A tribal consortium from Alaska’s Bristol Bay region says it
plans to intervene in the Pebble Limited Partnership’s lawsuit against the
Environmental Protection Agency challenging EPA’s authority to potentially stop
development of the Pebble mine.
United Tribes of Bristol Bay made the announcement from
Dillingham, in Southwest Alaska, this past week.
United Tribes had asked the EPA to use its authority under
section 404 (c) of the Clean Water Act to blocks permits for the proposed
massive copper, gold and molybdenum mine. Meanwhile, Alaska Gov.
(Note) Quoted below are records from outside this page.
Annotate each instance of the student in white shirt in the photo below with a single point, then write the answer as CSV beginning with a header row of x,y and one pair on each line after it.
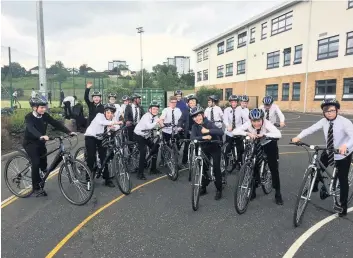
x,y
341,129
259,127
100,124
213,112
148,121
Sean Parnell recently announced a decision to
join the lawsuit in support of the Pebble Partnership’s stand.
“The 404 (c) process over which the Pebble Partnership and
the Parnell Administration is suing is the very course that the United Tribes
of Bristol Bay, along with thousands of Alaskans, requested the EPA take in
efforts to protect our people and region from the harmful effects of
large-scale mining,” said Robert Heyano, a veteran commercial fisherman and
president of United Tribes.
“By initiating a lawsuit, the Partnership shows continued
disregard for the scientific facts that prove this type of mining in Bristol
Bay will be devastating to our region, a continued disinterest in the open and
transparent public process we requested, and dismissal of the overwhelming
desire of the Bristol Bay communities.”
Thousands of commercial fish harvesters, sport anglers and
subsistence fishermen, and entities representing them have voiced concern that
development of the mine near the headwaters of the Bristol Bay watershed could
result in devastatingly adverse impacts to the fishery, upon which fish
harvesters and regional wildlife are dependent.
Mine advocates maintain that the mine can be constructed and operate in
harmony with the fishery.
The EPA earlier this year initiated efforts under the Clean
Water Act to identify what it called appropriate options to protect the Bristol
Bay sockeye salmon fishery. The Pebble mine, said the EPA, has the potential to
be one of the largest open pit copper mines ever developed and could threaten a
salmon resource rare in its quality and productivity.